Terry Donai is serving a 43-year sentence for murder. He reportedly made an application in 2023, so far unsuccessfully, to transfer to a women’s prison. If gender self-ID is at the “very heart of what the New South Wales Government is about”, why do women in prison have sex-based rights that non-incarcerated women do not, an obvious case of government double standards?
Acting Premier Ryan Park has shut down an attempt by 57-year-old convicted double murderer, Terry Donai, to transfer to a women’s prison.“I don’t find it acceptable, and I don’t think the community would find it acceptable,” the Acting Premier told the Daily Telegraph. “It won’t be happening.”
According to a report in the Daily Telegraph, “government sources raised concern over the first-of-its-kind assessment required for the transfer application, citing the fact that Donai had not undergone gender reassignment surgery.”
I’m a little confused as to which government sources might be troubled that Donai had not first undergone gender reassignment surgery, given that this government championed last year’s push by Alex Greenwich for a person to be able to change their sex on official documents without the need for any type of medical intervention.
Indeed, Acting Corrections Minister Jihad Dib, who also opposed Donai’s proposed move, had this to say about Greenwich and this month’s commencement of Greenwich’s “equality bill” that paved the way for sex self-identification and which the government enthusiastically backed:
“I am sure all members would agree that [Greenwich] is an outstanding member who speaks through his principles. He is highly regarded and well-respected by everybody… The member for Sydney should be proud of his efforts to champion this particular reform because, from next Tuesday, it is going to be easier for trans and gender-diverse people of New South Wales to update their birth certificates.

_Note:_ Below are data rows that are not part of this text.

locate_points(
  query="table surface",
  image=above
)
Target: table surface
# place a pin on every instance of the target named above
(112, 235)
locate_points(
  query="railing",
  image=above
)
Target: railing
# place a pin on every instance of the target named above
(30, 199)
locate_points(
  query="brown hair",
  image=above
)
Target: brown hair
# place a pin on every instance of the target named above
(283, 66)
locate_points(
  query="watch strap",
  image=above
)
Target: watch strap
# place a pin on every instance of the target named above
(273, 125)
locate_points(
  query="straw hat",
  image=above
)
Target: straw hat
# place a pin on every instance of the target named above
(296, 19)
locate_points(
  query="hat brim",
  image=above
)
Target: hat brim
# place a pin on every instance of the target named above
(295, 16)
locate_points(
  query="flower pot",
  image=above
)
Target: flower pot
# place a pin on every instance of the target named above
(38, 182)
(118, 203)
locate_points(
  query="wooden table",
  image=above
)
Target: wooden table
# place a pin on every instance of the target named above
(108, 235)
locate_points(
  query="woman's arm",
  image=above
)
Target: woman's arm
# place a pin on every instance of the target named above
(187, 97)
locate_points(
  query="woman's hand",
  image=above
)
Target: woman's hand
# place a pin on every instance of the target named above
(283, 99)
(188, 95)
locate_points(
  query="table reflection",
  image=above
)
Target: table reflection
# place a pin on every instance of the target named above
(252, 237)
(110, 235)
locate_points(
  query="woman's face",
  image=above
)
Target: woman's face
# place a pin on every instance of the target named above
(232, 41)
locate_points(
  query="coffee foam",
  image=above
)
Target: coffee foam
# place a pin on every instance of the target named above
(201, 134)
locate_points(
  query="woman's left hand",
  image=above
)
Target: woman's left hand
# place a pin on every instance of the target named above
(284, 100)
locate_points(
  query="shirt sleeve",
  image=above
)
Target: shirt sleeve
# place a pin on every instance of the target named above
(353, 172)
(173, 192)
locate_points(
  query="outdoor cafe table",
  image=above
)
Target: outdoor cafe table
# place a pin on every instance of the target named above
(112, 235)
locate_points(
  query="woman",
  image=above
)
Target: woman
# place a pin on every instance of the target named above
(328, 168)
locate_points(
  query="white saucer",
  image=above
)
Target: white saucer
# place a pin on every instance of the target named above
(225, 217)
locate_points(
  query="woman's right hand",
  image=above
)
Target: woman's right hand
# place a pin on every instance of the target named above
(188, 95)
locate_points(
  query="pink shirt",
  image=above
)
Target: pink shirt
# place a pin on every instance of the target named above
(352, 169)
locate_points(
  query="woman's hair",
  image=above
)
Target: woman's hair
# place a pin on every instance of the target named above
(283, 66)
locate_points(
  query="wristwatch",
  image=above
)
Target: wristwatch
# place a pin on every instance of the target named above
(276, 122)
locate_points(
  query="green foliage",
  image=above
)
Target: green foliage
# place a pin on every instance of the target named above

The government is able to champion sex self-identification on the one hand and deny Donai’s application on the other because it reserved for itself the right to refuse inmates and parolees the ability to change their sex. In this way, the government insulated itself against the controversy that would ensure once the predictable happened: a male prisoner who was serving a sentence for a violent crime against a woman tried to shift to a female facility.
Shame the government didn’t give the same consideration to vulnerable women in other settings. Women’s shelters are on their own. So too women’s gyms and other women’s only spaces. When it comes to women who aren’t in prison, they are on their own.
Given the government carved out an exemption for itself and not anyone else, one has to wonder whether it is more interested in protecting its own reputation than women at risk.